The next statements by Sterba are puzzling and unclear. His list of four variations of goods includes:
- (1)
Natural goods that are taken to be goods as ends;
- (2)
Natural evils that are taken to be good as means;
- (3)
Moral goods that are taken to be good as ends;
- (4)
Moral evils that are taken to be good as means.
These are all “goods that living beings seek” (emphasis added). First, it is not clear how natural evils and moral evils are goods that living beings seek. However, Sterba’s point is to ask how this helps “to know that God is like this large collection of natural and moral goods and evils?” In short, Davies never says that “God is like” such a “collection of” anything. He surely is not like a collection of moral evils. This is actually the opposite of what Davies argues, viz., that God is sui generis—a being like none other. Again, his effects are like him, but not the converse. (However, no evil effect is like him since evil is contrary to good.)
Sterba also objects to Davies’ discussion of moral virtues such as justice as it is applied to God. Sterba declares that “the virtue of justice as applied to God does present a significant challenge for Davies’s view.”

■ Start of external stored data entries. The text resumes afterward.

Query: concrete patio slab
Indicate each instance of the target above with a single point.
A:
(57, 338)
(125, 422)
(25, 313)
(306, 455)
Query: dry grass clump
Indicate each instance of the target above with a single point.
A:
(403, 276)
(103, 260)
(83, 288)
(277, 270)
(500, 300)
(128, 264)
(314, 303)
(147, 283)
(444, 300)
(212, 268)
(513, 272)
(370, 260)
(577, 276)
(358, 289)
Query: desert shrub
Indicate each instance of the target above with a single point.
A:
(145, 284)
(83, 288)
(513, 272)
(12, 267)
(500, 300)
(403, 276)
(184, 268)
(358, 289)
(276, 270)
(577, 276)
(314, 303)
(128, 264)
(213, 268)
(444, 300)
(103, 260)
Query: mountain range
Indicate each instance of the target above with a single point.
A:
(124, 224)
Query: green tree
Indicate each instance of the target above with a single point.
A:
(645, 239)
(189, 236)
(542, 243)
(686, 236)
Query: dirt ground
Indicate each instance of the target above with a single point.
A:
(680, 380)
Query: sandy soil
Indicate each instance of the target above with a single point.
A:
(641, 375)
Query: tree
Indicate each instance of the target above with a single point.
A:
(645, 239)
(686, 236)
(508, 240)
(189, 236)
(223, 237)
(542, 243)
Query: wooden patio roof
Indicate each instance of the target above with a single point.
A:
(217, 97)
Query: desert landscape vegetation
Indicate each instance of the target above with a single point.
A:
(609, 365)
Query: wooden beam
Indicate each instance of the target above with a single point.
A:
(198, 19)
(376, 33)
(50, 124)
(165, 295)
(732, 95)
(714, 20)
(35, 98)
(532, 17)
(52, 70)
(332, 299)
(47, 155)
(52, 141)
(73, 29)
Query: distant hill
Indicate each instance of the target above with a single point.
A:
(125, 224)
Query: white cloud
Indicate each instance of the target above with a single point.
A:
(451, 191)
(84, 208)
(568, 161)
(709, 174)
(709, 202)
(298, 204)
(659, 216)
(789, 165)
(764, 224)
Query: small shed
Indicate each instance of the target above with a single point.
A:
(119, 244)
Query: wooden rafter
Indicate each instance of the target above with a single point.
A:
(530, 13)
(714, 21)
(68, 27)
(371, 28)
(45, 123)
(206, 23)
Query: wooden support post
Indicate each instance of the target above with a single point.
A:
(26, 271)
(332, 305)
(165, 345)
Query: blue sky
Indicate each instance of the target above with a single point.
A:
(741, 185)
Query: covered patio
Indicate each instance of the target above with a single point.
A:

55 Sterba recounts Davies’ view (a la Aquinas) that divine justice is giving creatures what is due to them according to their natures. Sterba then observes that “this seems to involve simply sustaining them in existence, not interfering with or aiding them in the world in any way.”
56 Referring to the parent analogy offered by both Aquinas and Davies—which asserts that parents provide for their children what they are due—Sterba objects that “parents who did no more than merely sustain their children in existence would hardly be considered just. So judged by Davies’s own parent analogy, it would seem that a God who simply did no more for us than sustain us in existence could not be considered just.”
57A couple observations are in order. First, this is not exactly what Davies said, or means. Davies notes that parents not only “strive to provide for their [children’s] needs”, but also “aim to enable them to
flourish considered as what they are”.
58 So, parents are not merely keeping their children in existence. Second, it is not clear what else Sterba has in mind that parents should do since he does not give any examples that would be missing on Davies’ (and Aquinas’) account.
Sterba then claims that Davies “backs away” from this analogy since he thinks it is metaphorical. It is not clear if Sterba is here criticizing Davies’ use of analogy or averring that the analogy is not really metaphorical. On the Thomistic account, it could not be anything other than analogy and metaphor (God is not literally a parent). Aquinas has stated that no terms can be predicated between creation and God univocally. Further, an analogy is just that: an analogy. While there can be 1:1-type analogies, given what Aquinas and Davies have said, such cannot be the case here. However, as Sterba rightly notes, metaphors have a literal truth, or the metaphor does not make sense.
59 The literal truth is that God gives to his creation (children) what they need to flourish,
just like parents do. Simply put, the objection is simultaneously not clear since Sterba does not provide what Davies’ account is missing, and it also seems to misrepresent what Davies actually said.